Thursday, January 15, 2015
Creationism and Climate Change
Religious beliefs and scientific findings have been at odds for millennia. For scientific “heretics” who have, under some notion of blasphemy, been imprisoned, tortured, burned at the stake, ridiculed or otherwise terminated with extreme prejudice, the conflict was/is super-real. But as we face storm surges, fading shorelines, raging wildfires, extreme droughts or extreme flooding, disease migration and crop failure – and the political and economic disruption that follow – the realities of climate change are punishing or threaten to punish billions of us. While 97% of scientific research confirms that man-made greenhouse gasses have been the principal causes of global warming, too many political leaders, reaching out to their religiously ultra-conservative constituents, remain climate change skeptics.
First, let’s look at the underlying beliefs of such traditional Americans. “Since 1982, between 40% and 50% of adults in the United States say they hold the view that ‘God created humans in their present form at one time within the last 10,000 years’ when Gallup asked for their views on the origin and development of human beings. A 2011 Gallup survey reports that 30% of U.S. adults say they interpret the Bible literally. These beliefs are often contradictory. A 2009 poll by Harris Interactive found that 39% of Americans agreed with the statement that ‘God created the universe, the earth, the sun, moon, stars, plants, animals, and the first two people within the past 10 000 years,’ yet only 18% of the Americans polled agreed with the statement ‘The earth is less than 10 000 years old.’” Wikipedia. There isn’t a single shred of hard scientific evidence to support these numbers; the earth and life on this planet are millions of years old under all substantiated scientific inquiries.

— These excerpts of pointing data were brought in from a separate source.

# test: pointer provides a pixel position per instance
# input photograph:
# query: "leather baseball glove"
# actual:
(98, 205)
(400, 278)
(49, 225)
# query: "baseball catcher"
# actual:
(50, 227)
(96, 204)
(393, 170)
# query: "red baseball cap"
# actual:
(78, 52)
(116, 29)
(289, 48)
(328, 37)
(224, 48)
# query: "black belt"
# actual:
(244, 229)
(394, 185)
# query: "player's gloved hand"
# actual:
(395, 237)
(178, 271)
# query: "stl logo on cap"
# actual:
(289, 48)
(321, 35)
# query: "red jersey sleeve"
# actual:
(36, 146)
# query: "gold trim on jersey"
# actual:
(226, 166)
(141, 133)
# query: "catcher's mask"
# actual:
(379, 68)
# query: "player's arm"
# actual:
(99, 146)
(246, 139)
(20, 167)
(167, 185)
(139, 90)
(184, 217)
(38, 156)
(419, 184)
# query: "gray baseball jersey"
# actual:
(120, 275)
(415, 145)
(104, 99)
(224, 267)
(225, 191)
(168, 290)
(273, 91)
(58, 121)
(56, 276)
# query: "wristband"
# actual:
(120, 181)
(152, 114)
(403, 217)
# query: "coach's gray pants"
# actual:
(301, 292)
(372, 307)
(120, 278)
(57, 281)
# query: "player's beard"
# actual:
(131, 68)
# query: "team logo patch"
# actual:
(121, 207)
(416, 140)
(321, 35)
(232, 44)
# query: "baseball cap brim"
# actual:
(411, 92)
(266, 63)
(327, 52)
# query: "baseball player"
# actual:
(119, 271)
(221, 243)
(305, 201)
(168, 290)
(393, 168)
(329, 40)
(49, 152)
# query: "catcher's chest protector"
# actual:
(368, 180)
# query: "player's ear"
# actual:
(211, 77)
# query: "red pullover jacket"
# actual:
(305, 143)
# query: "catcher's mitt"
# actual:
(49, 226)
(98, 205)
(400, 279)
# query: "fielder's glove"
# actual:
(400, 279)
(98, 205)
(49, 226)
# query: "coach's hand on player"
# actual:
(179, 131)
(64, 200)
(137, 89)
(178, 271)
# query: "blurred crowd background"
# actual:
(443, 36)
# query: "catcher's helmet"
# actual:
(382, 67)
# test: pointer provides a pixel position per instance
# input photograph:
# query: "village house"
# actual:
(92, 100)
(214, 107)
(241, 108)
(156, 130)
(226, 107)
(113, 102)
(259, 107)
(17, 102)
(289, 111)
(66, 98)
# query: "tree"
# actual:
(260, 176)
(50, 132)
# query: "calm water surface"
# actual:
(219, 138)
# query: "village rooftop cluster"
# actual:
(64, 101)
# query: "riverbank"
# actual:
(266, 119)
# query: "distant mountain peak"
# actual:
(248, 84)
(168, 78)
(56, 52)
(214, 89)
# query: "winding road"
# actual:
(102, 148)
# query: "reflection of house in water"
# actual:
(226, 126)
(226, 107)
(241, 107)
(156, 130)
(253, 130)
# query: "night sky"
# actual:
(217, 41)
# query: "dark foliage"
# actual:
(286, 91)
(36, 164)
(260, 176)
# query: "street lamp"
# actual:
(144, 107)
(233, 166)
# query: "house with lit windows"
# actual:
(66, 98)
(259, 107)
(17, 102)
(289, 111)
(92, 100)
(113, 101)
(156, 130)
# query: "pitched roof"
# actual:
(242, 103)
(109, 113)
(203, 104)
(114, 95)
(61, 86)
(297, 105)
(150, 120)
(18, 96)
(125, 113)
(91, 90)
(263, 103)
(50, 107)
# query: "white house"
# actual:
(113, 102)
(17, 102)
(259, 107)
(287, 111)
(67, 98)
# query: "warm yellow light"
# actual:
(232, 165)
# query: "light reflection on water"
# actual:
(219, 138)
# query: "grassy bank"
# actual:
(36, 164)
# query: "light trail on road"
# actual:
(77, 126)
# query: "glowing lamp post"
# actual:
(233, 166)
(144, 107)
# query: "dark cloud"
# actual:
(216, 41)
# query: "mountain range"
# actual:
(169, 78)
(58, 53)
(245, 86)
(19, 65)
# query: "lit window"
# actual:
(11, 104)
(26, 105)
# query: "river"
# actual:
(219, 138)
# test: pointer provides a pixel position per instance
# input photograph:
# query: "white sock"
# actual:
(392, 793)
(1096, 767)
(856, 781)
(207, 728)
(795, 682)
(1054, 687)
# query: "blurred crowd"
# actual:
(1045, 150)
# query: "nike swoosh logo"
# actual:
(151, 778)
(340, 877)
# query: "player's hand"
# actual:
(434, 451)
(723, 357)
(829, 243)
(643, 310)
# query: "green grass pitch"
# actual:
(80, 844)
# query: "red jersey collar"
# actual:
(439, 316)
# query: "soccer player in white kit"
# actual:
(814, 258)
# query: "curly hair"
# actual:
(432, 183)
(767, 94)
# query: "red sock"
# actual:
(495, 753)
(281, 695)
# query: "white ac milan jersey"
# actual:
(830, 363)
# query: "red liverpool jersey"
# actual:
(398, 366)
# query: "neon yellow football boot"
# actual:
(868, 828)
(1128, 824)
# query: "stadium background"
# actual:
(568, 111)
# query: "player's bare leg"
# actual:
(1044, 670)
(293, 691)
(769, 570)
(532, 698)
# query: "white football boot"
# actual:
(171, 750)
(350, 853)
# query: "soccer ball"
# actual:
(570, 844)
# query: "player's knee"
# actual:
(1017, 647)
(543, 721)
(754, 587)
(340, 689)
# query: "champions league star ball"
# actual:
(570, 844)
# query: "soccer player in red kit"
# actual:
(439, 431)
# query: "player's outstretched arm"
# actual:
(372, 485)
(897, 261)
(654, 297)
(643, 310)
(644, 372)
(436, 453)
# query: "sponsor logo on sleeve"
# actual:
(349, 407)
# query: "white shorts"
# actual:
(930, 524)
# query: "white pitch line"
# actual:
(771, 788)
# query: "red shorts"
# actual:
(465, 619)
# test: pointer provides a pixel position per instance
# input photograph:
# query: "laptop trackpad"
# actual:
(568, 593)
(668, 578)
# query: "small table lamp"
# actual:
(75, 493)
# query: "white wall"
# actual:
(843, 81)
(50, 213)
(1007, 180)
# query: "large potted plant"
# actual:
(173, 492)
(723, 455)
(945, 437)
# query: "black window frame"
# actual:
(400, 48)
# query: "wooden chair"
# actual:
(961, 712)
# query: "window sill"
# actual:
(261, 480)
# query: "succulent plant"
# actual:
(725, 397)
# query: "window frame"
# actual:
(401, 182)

But with the current Congress fully controlled by a political party with a very large number of climate change deniers, it becomes relevant to look into the beliefs of such policy-makers. The January 12th First Draft RSS feed from the New York Times reports on a Yale study that generated the underlying numbers, and the report shows anything but unanimity within the new GOP majority: “Listening to Republican leaders, you’d think that party members across the board question or deny a human link to global warming.
“Senator Mitch McConnell of Kentucky, the new majority leader, has made it a priority to block, delay and deny funds to President Obama’s climate change regulations. In 2012, every Republican presidential candidate but one – former Gov. Jon M. Huntsman Jr. of Utah – questioned or denied the science of climate change. In the last year’s elections, many Republicans chose to dodge the issue with a simple phrase: ‘I’m not a scientist.’
“But Republican voters are deeply divided on the issue, according to a survey analysis out on [January 12th] from the Yale Project on Climate Change Communication. It found that 56 percent of all Republicans support regulating planet-warming carbon pollution. The divide is more apparent when Republicans are asked to define their ideology: 62 percent who called themselves moderate Republicans said that climate change is real, but just 38 percent of conservative Republicans and 29 percent of Tea Party Republicans agreed.
“‘There’s a simmering struggle within the Republican Party to define their stance on climate change,’ and Anthony Leiserowitz, an author of the study. ‘It’s part of the bigger struggle you’re seeing within the Republican establishment and the Tea Party.’” At some time, does that Tea Party segment leave the Republican Party? And then fade away into history’s obscurity? Or do they recast the GOP as the Cotton Mathers of today?
If they are right about climate change, and we implement climate change-appropriate policies anyway, what’s the worst that can happen? Cheaper energy prices, decentralized power generations that makes terrorist attacks more difficult, new jobs in these sectors, job loss in sectors where old-line methodologies and fossil fuels are taken off-line, etc.? Economic growth has not stopped where environmental rules are enforced. And if climate change is man-made and real? The cost of massive disasters, from storms, floods and fires to productivity losses from fallow farms, the spread of insects and disease to new regions, disposed farmers turning to armed revolt and terrorism (the ISIS effect) and loss of land mass in coastal regions most certainly exceeds any measure of losses in “economic growth.”
So the GOP is either going to make things a whole lot worse… or if they do have a “Come to Jesus” reality check, perhaps they can be a huge part of a much-needed commitment to solve or at least mitigate the disasters associated with climate change. We can actually pray that this is happens and happens soon.
I’m Peter Dekom, and if we ignore nature’s warnings, nature will respond as expected.